25/09/2024 Çarşamba Köşe yazarı O.Ü
Sual: Seâdet-i Ebediyye kitabını okuyanlar, hep bu kitabı tavsiye ediyor ve siz de tavsiye ediyorsunuz. Peki bu kitabı okuyunca ne oluyor, diğerlerinden ne farkı vardır ki bu şekilde tavsiye edilmektedir?
Cevap: Se'âdet-i
Ebediyye kitabını okuyarak anlayan bahtiyar bir kimse, hem din bilgilerini
öğrenir, hem de îmâm-ı Rabbânî hazretlerini tanıyarak, kalbi Ona meyleder,
bağlanır.
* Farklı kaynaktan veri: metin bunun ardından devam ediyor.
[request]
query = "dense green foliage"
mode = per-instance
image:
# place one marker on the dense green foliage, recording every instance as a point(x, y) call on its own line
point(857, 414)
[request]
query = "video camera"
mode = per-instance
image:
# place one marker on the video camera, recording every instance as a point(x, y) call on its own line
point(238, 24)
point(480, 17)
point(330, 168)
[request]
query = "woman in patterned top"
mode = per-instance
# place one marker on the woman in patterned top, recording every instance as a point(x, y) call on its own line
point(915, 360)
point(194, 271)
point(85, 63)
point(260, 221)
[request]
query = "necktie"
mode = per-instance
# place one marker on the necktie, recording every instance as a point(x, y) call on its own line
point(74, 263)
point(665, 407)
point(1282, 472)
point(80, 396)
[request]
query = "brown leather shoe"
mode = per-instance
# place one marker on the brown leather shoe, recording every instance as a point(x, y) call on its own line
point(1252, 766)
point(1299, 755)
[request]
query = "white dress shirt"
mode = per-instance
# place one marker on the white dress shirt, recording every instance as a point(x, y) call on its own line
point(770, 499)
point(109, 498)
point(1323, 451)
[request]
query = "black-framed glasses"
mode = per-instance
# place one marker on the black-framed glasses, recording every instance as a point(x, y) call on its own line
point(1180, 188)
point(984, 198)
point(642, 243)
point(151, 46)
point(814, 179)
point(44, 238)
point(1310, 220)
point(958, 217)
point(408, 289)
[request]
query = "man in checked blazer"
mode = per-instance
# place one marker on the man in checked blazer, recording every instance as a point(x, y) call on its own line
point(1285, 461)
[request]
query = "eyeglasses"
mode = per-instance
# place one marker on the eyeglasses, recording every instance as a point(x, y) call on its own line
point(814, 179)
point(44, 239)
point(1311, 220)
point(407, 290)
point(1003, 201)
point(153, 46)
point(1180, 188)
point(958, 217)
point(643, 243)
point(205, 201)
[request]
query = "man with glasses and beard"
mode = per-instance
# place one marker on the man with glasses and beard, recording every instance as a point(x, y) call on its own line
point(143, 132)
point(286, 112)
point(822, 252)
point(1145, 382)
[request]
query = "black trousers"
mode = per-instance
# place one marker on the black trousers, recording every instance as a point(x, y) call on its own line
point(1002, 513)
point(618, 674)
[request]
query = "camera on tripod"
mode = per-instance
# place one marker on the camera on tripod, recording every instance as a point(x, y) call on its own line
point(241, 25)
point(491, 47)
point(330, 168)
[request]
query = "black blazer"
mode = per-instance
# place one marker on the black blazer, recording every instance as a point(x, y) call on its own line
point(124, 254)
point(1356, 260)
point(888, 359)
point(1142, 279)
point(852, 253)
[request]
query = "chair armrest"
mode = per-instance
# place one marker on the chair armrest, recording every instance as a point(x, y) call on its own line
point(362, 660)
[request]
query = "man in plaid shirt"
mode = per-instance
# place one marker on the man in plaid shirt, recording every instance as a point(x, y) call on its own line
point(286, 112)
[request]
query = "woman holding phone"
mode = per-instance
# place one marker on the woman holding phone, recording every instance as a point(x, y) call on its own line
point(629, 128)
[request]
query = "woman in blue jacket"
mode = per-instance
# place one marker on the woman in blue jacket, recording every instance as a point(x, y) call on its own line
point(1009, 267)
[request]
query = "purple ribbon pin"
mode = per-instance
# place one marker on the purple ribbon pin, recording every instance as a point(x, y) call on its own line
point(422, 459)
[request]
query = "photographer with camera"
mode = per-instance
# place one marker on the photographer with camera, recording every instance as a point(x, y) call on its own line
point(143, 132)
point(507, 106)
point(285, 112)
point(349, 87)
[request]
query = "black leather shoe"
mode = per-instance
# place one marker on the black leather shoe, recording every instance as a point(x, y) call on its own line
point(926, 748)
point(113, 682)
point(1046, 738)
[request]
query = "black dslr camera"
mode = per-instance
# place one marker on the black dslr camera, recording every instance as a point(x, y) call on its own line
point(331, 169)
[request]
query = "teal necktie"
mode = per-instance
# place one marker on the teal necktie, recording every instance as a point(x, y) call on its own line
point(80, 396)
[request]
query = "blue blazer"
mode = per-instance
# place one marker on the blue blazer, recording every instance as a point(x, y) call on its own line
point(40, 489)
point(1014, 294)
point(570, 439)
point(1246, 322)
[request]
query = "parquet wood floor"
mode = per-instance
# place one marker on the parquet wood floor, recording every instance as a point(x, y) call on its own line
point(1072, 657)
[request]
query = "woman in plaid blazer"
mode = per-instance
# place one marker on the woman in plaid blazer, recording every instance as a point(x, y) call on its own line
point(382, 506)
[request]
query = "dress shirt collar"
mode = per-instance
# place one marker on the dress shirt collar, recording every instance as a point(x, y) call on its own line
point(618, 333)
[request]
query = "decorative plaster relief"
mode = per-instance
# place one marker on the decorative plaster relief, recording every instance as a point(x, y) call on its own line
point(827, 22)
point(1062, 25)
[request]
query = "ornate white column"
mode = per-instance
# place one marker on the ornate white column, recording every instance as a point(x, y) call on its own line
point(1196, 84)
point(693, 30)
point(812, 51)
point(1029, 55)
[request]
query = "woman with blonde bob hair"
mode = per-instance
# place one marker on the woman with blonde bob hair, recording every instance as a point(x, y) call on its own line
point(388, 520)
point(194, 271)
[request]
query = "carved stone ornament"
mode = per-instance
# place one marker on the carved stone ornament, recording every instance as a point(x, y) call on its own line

Onun bütün dünyaya saçtığı nurları alıp, olgunlaşmaya, kemale gelmeye
başlar da haberi olmaz. Ham bir karpuz, güneşin ışıkları karşısında zamanla
olgunlaştığı, tatlılaştığı gibi yetişerek kamil, olgun bir insan olur. Bu dünya
ve hayat görüşünde değişiklikler olduğunu hisseder. Hâller, zevkler, tatlı
rüyalar görmeye başlar. İmâm-ı Rabbânî hazretlerini, evliyayı, Eshâb-ı kiramı
ve Resûlullah efendimizi rüyada görmeye, uyanık iken de ruhlarından istifade
etmeye başlar. Nefsi de gafletten kurtulup, namazın tadını duymaya,
ibadetlerden zevk almaya başlar. Günahlardan, haram olan şeylerden, kötü
huylardan nefret duyar. İyi huylar onun âdeti olur. Herkese iyilik eder.
Cemiyete, topluma, millete faydalı olur. Saâdet-i ebediyyeye kavuşur ve
başkalarını da kavuşturur.
Hanefi mezhebinin büyük âlimlerinden Seyyid Şerîf
Cürcânî hazretleri, Şerh-i mevâkıf, Şerh-ul-metâli' hâşiyesi ve Berîkada buyurduğu
gibi, evliyanın suretleri, öldükten sonra da talebesine, sevenlerine görünüp
feyiz verirler. Fakat, bunları görebilmek ve ruhlarından feyiz alabilmek kolay
değildir. Ehl-i sünnet itikadını ve ahkâm-ı islâmiyyeyi, kitaplardan öğrenmek
ve öğrendiklerine uymak ve evliyayı sevmek, saygılı olmak lâzımdır.
Merec-ül-bahreynde deniyor ki:
“Tasavvuf büyüklerinin hepsi, Ehl-i sünnet idi. Bidat
sahiplerinden hiçbiri, Allahü teâlânın marifetine yaklaşamamıştır. Vilâyet
nurları, bunların kalplerine girmemiştir. Amelde ve itikatta olan bidatin
zulmeti, vilâyet nurunun kalbe girmesine mâni olur. Kalp, bidat pisliklerinden
temizlenmedikçe ve Ehl-i sünnet itikadı ile süslenmedikçe, hakikat güneşinin
ışıkları oraya giremez. O kalp, yakîn nuru ile aydınlanamaz.”
Sual: Din bilgilerini ve âlimleri kötülemek de imanı
giderir mi?
Cevap: İslâm bilgilerine inanmamak, bunları ve din
âlimlerini aşağılamak da, küfr-i cühûdî olur.